Now I want to let you in a little secret.
You see, a couple of weeks ago, an associate of mine approached me about a problem they had with a bank.
This is the second time they’re borrowing money, but this time the loan that they’re getting is bigger in amount. Their first loan was a small business loan which was less than 5 million. Now they need more than that. And they needed it fast.
They approached the bank where they got the first loan, and they thought that it will be processed as fast as the first one.
“Why are banks so slow?!”
After a few weeks of no feedback, they missed the opportunity and lost millions in sales.
They heard of me from a common friend and started complaining about this.
You see there are a couple of reasons why banks can be REALLY slow in processing loans. This is especially true with big banks, but can also happen to smaller banks as well.
It’s all about TIME
It all boils down to TIME. Specifically, the time the account officer can spend on your account.
Imagine how many applications your account officer can be handling. With a lot on his plate, he has to make quick decisions on where to dedicate his energy. He has a quota that needs to be filled, too.
With all of those happening, his incentive is to prioritize the simplest and most complete applications.

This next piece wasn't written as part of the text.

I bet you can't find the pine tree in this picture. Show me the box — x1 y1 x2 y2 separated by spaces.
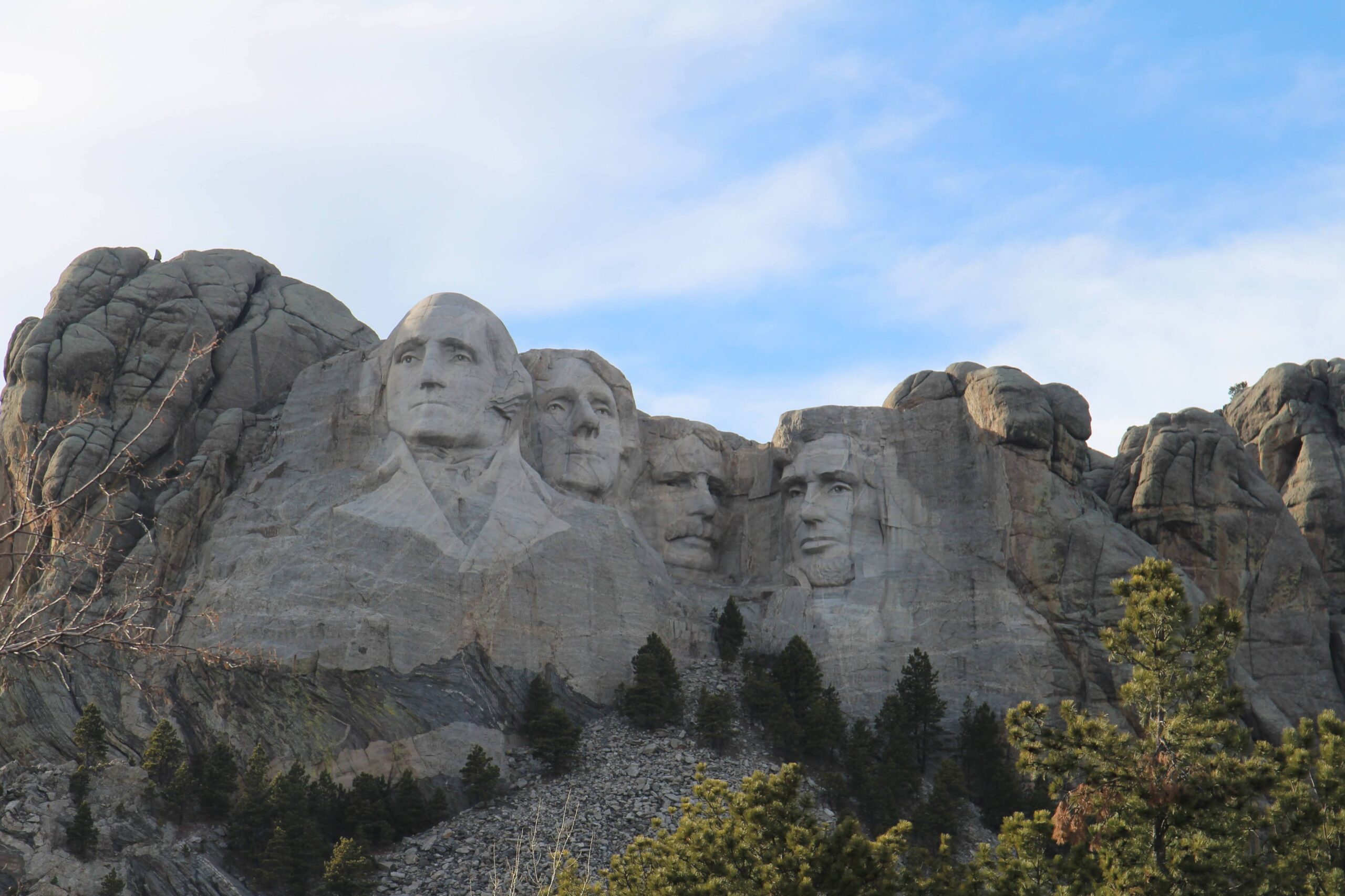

So if your application is filled with incomplete documents, and your proposal too hard to understand, expect a long wait.
How to make the process faster
For this business, I help them get the loan faster by doing three things:
1. Fixed the Proposal
I made sure it was as simple to understand as possible. Since I knew the information that was important to the bank, I highlighted the information in the write-up. This made it easier For the officer to read it and understand it. It also served as a template for his own credit proposal, again saving some time.
2. Reviewed the Consistency of the Documents
Each element of the proposal, including the supporting documents, should be consistent. I reviewed their documents and directed the responsible teams to make the changes necessary to make that happen.
An example of some simple things that a proposal may be inconsistent with is the reported sales versus the bank statements presented. The borrower’s staff sometimes attach the bank statement used by the purchasing team (and thus representing costs) instead of the account where collections are deposited.
If banks notice that, that could cause another delay in the process.
3. Constant Followup
Because we made life as easy as possible to the account officer, all that was left was to check on the progress of the application.
It helped that we developed relationships with multiple funders. We were able to identify the right bank. Still, we had to monitor what was happening and address any problem quickly.
In the end, they got what they needed. The loan was on time, and they managed to get the contracts they wanted.
Banks processing can be tedious. Though, if you know what you are doing, are diligent and really try to push things forward, the process will be faster.